Daarna zocht ik, in een chlorieuze wolk, soms krakend over de bevroren sneeuw, mijn weg naar het koffiehuis van Adje aan het gedempte Boterdiep. Hier kwamen de ‘artistiekelingen’, van schoolkinderen met broodtrommeltjes en weelderig gedecoreerde agenda’s tot ‘drop-outs’, die in schemergedachten de Waarheid uit het Leven trachtten te winnen. Wat ieder wilde was de weelde van afwezigheid van elke vorm van gevestigde orde, een denkbeeldig gezagsvacuüm, een wierde met sub-sociale allures.
In dit klimaat en onder het ingebakken charisma van Adje zelf, gedijden de specialisten. Men was ludiek, wist heel veel van muziek, verbouwde stiekum wiet of zat de hele dag te schaken.
Zo streek ook onregelmatig Gerard neer, eventjes terug van ver en vreemde reizen. Hij toverde de Autostrada op mijn netvlies, waar een duim voldoende kon zijn voor honderden kilometers in een rode Porsche met een blonde schone achter het stuur. Ook was hij in de Zweedse stad Børås, waar de intensieve textielindustrie de man-vrouw verhouding had doen verschuiven naar 1:10. En dat sprak mij wel aan.
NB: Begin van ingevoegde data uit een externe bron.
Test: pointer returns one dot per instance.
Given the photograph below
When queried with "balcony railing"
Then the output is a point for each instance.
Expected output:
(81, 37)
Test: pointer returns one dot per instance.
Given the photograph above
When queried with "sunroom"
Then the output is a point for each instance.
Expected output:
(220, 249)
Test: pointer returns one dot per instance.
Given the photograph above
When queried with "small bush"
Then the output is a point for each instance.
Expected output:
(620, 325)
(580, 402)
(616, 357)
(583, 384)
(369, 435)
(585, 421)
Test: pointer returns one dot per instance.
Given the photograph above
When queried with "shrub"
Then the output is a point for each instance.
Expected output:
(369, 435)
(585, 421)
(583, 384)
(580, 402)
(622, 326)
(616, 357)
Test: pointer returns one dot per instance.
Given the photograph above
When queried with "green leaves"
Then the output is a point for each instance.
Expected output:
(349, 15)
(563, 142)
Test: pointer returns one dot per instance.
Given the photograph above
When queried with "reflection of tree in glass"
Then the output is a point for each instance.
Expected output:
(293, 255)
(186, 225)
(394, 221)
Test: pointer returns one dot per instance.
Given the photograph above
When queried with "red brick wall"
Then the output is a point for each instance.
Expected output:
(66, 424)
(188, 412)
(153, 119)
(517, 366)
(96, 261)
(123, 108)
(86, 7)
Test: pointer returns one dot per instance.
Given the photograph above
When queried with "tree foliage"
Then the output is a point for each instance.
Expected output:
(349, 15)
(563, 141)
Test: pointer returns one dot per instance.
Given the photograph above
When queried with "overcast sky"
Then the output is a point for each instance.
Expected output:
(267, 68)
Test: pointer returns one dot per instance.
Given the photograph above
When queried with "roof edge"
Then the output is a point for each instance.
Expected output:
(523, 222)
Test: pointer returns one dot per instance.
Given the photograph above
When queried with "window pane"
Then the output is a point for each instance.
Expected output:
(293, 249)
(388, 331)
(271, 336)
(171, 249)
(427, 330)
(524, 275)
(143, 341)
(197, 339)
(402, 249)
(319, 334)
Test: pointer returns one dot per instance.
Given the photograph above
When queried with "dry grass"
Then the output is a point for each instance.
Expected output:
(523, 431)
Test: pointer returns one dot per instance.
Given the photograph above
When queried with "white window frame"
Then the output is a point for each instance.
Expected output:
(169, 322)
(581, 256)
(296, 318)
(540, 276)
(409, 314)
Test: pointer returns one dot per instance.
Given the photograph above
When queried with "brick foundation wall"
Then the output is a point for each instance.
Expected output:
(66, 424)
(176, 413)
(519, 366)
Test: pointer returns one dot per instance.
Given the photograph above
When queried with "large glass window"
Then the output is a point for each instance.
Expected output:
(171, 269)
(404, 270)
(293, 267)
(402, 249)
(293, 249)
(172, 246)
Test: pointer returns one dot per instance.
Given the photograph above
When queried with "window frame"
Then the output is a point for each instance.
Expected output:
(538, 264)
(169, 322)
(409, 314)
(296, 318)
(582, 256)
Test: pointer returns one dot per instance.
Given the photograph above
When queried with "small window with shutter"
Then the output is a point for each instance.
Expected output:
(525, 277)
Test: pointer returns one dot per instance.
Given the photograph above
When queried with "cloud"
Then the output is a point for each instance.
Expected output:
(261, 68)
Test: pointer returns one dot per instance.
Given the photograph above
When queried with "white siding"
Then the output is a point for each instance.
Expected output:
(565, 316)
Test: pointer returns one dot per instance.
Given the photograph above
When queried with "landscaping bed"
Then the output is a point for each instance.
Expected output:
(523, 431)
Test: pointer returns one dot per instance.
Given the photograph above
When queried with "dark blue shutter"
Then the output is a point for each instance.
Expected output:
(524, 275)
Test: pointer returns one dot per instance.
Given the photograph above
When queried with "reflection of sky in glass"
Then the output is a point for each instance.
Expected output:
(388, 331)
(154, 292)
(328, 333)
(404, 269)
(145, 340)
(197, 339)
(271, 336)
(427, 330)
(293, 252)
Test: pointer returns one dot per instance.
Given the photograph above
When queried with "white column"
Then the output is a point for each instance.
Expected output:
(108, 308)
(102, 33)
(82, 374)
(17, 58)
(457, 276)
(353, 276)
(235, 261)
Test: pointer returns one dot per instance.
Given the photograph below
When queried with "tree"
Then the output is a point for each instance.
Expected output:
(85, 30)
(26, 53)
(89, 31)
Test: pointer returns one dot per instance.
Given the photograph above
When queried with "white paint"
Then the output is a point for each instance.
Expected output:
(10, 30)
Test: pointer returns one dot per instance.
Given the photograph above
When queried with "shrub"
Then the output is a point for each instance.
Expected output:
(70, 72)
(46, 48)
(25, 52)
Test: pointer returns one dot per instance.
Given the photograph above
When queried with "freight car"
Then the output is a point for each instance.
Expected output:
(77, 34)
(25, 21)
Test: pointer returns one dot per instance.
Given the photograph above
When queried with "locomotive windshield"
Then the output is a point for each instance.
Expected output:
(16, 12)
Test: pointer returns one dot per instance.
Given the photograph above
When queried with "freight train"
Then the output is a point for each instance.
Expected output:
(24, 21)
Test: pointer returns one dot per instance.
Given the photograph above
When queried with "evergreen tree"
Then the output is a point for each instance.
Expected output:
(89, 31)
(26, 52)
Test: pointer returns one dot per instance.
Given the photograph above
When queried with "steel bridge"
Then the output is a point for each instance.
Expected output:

Toen ik dus voor de tweede keer was blijven zitten in de vierde klas van de RHBS in Appingedam, werd ik door mijn vader als ‘total loss’ beschouwd, die het enkel verdiende om levenslang in een baan rond een bureau te worden gekluisterd ter lering en ellende van mezelf. Omsingeld door de muren van de Heilige Plicht zag ik nog maar één uitweg: de snelweg die achter ons huis langs liep. Maar omdat je zonder geld weliswaar honderden kilometers kunt liften, maar nauwelijks een stap kunt zetten, had ik een baantje nodig. Dat vond ik bij een schoonmaakbedrijf, waar ik persdruk rioolbuizen moest uitkrabben die van een verkeerde coating waren voorzien. Er lagen er een paar honderd van, op een weiland nabij Zuidhorn en er werkten zo’n 20 man, hoofdzakelijk studenten. Binnen de buizen kon je bijna rechtop staan en de akoestiek voor een eenvoudig lied was overweldigend. Soms zongen we tezamen en moeten in het wijde weg ontvangen zijn als hemelsche koralen.